Grazie alla bicicletta elettrica potremo unire la nostra voglia di stare in forma ed evitare il traffico cittadino con il nostro essere "green" senza farci spaventare da "quella salita maledetta che proprio quando sono stanchissimo mi trovo davanti!". Oltre ad elencarvi le tante qualità, caratteristiche tecniche e possibilità di acquisto di una bici elettrica, iniziamo con qualche piccola curiosità...
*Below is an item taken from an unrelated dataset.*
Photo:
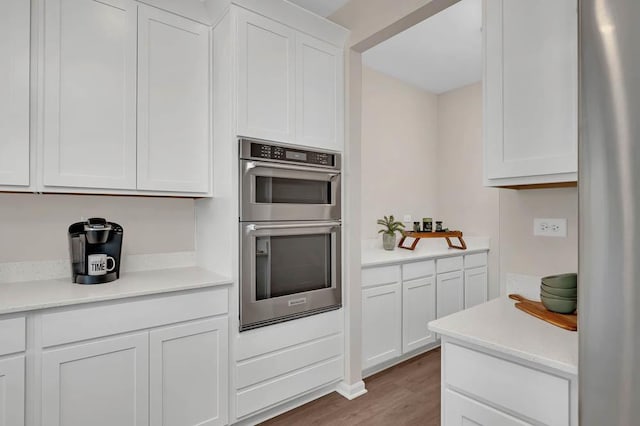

Storia e curiosità della bicicletta elettrica

Dopo il perfezionamento della bicicletta durante i primi decenni del 1900, nel 1946 viene alla luce la Spacelander di Benjamin Bowden. Possedeva un design affascinante ed una tecnologia avveniristica: era già dotata di un motore elettrico capace di funzionare anche da generatore per il recupero dell'energia prodotta durante i tratti in discesa.

BowdenSpacelander

Questo però rimase un prototipo e per i primi veri tentativi di diffusione di biciclette elettriche bisogna aspettare gli anni '80 e l'esplosione dell'inventiva giapponese. Sfruttando l'invenzione delle batterie Nichel-Cadmio (ben più leggere delle precedenti "cugine" al piombo sigillate e destinate ben presto ad essere sostituite da quelle NiMH e al Litio perché particolarmente inquinanti), cominciarono a circolare in Giappone i primi rudimentali esempi di bici assistite elettricamente.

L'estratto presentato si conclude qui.